Uncertainty propagation in coupled hydrological models using winding stairs and null-space Monte Carlo methods

Abstract

By integrating disciplinary sub-models, coupled hydrological models allow the exchange of output and input fluxes among their sub-models. While such coupling of models can mirror the conceptual representation of the water-cycle, potential uncertainty propagation and aggregation across the sub-models may limit their overall performance. There are limited studies dealing with uncertainty in coupled hydrological models due to the high computational needs, the absence of detailed data, and the lack of efficient uncertainty propagation frameworks. This study presents an effective uncertainty propagation framework using a combination of statistical techniques, multi-variable calibration, and parallel computation.
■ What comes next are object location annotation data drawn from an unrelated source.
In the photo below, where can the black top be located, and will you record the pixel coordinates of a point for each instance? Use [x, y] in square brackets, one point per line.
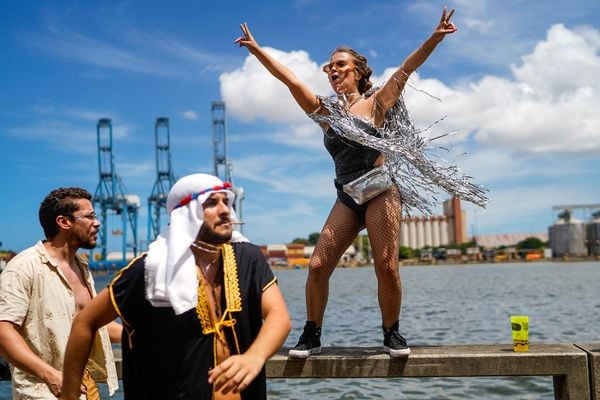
[166, 356]
[350, 158]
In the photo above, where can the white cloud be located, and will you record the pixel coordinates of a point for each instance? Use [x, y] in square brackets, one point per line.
[251, 92]
[549, 105]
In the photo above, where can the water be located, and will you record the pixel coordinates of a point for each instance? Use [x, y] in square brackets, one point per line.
[439, 302]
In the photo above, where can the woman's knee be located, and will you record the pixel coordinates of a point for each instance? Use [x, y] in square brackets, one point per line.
[319, 268]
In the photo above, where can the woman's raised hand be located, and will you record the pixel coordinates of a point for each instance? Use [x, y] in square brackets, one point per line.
[246, 40]
[445, 27]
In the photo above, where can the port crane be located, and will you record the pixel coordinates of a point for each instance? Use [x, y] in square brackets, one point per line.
[164, 178]
[110, 198]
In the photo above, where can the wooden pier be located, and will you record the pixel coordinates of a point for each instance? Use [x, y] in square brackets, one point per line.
[575, 368]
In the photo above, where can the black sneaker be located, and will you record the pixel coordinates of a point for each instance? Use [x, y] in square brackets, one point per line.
[394, 343]
[309, 342]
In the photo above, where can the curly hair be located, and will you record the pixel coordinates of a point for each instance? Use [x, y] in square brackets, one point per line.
[362, 67]
[61, 201]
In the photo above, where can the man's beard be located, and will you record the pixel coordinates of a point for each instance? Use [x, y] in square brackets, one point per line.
[208, 235]
[87, 245]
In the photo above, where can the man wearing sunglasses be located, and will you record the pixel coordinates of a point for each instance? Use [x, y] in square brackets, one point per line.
[41, 290]
[201, 311]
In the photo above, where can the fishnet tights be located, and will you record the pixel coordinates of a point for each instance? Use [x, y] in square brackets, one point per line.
[382, 221]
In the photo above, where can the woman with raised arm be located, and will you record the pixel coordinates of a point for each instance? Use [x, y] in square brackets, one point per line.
[354, 123]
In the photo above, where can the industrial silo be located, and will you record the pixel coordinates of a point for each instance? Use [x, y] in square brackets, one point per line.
[593, 234]
[567, 236]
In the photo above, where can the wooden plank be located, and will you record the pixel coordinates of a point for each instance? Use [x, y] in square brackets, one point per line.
[593, 351]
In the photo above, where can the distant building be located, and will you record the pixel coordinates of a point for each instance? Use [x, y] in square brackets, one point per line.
[507, 240]
[568, 236]
[437, 230]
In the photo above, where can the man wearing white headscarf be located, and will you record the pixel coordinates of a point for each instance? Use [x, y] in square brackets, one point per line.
[201, 310]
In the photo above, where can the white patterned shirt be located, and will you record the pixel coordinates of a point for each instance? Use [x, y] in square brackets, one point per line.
[35, 296]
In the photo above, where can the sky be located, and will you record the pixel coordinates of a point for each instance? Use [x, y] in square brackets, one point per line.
[516, 87]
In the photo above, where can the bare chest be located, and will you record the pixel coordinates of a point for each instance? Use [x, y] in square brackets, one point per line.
[81, 293]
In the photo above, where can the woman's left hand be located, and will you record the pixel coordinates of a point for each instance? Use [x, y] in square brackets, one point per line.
[445, 27]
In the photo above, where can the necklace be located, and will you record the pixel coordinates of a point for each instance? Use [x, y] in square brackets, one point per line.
[208, 266]
[213, 287]
[206, 247]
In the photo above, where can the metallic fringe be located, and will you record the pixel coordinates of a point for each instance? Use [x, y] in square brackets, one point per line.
[405, 150]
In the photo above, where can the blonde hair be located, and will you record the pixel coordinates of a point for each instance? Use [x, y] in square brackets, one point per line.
[362, 67]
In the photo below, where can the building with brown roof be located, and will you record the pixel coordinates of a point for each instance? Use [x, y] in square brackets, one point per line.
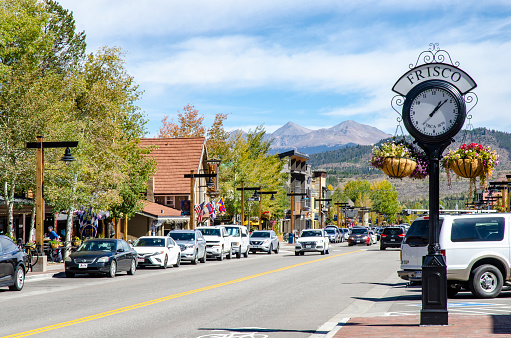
[168, 189]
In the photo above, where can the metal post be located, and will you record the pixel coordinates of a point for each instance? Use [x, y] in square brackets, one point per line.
[260, 207]
[243, 204]
[192, 201]
[39, 194]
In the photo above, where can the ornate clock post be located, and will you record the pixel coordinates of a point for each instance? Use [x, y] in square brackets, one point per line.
[434, 111]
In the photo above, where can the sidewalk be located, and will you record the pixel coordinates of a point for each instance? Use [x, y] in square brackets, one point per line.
[51, 269]
[408, 326]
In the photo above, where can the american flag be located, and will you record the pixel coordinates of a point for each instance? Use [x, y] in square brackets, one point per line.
[221, 206]
[199, 209]
[211, 209]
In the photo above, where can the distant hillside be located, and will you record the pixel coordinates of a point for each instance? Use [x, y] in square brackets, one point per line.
[353, 162]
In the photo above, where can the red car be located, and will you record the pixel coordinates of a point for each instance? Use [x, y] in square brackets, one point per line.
[359, 235]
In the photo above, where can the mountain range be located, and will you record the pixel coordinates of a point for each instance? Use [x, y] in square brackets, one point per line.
[294, 137]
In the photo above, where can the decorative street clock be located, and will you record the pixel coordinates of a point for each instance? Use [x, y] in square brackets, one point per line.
[434, 111]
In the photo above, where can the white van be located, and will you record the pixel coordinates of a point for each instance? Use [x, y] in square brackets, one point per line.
[239, 239]
[476, 249]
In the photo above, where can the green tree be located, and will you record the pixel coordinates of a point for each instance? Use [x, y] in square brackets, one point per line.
[249, 161]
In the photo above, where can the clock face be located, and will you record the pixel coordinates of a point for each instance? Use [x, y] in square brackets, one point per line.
[434, 111]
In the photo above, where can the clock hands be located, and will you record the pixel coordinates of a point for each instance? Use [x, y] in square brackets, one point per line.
[440, 104]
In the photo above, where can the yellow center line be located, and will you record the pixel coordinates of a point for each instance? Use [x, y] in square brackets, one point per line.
[163, 299]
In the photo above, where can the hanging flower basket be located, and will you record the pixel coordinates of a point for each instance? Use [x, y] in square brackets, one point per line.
[400, 159]
[467, 167]
[398, 167]
[471, 161]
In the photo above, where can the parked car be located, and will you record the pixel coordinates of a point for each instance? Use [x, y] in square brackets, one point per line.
[312, 240]
[239, 239]
[345, 234]
[333, 233]
[374, 238]
[391, 237]
[192, 244]
[218, 241]
[476, 247]
[359, 235]
[12, 264]
[264, 240]
[97, 256]
[159, 251]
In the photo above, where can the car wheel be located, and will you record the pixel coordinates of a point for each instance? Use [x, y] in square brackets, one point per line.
[113, 269]
[19, 279]
[133, 267]
[485, 281]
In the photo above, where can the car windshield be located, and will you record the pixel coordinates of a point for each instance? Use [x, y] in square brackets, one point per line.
[260, 234]
[182, 236]
[233, 231]
[97, 246]
[359, 231]
[210, 232]
[310, 233]
[150, 242]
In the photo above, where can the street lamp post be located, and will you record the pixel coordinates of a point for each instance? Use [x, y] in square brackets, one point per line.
[40, 145]
[192, 177]
[242, 189]
[321, 208]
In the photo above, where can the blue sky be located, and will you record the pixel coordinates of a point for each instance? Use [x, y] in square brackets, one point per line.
[315, 63]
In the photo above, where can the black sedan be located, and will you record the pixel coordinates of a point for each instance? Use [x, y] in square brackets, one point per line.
[102, 256]
[12, 264]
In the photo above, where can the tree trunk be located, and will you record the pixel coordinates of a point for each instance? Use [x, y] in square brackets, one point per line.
[31, 236]
[9, 201]
[69, 232]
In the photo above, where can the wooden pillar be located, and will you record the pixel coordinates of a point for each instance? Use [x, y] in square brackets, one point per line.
[260, 207]
[192, 202]
[39, 193]
[292, 213]
[242, 217]
[125, 237]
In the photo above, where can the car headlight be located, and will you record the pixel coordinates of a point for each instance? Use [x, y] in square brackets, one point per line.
[103, 259]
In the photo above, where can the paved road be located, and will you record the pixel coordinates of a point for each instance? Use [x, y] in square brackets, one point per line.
[261, 296]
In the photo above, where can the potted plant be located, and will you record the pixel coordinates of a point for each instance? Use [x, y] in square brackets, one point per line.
[54, 243]
[394, 158]
[77, 241]
[471, 161]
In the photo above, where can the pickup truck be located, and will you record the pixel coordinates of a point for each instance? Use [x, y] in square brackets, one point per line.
[218, 241]
[476, 247]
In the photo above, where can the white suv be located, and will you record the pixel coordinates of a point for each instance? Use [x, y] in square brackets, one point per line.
[476, 249]
[239, 239]
[218, 242]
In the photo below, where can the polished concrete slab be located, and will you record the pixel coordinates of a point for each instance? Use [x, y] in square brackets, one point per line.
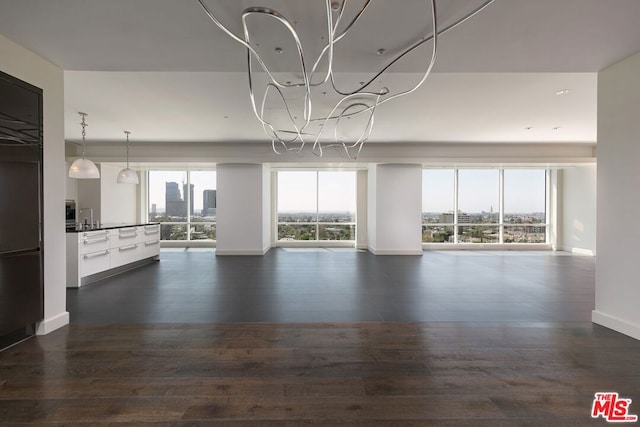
[338, 285]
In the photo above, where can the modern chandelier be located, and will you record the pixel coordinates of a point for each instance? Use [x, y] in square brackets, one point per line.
[310, 125]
The framework was tested using a synthetic mathematical coupled model and a real‐world, coupled surface water (PRMS) and subsurface (MODFLOW) model. For the synthetic coupled model, the framework has shown its effectiveness to reveal the interplay of input variables, quantify the uncertainties within each sub-model and track their propagation through the coupled modeling system. For the PRMS-MODFLOW model, the framework has demonstrated how uncertainty in input precipitation, surface water, and subsurface water sub-models influences the different segments of a hydrograph. The results also indicate that improved predictions of high flow require a better quantification of input uncertainty. In contrast, baseflow and recession flow uncertainties largely depend on the subsurface and surface water sub-models, respectively. The presented framework, in addition to providing relatively comprehensive uncertainty information on the integrated model outputs, it helps to identify the potential sources of uncertainty that can be used for further model improvement and guide new data collection campaigns.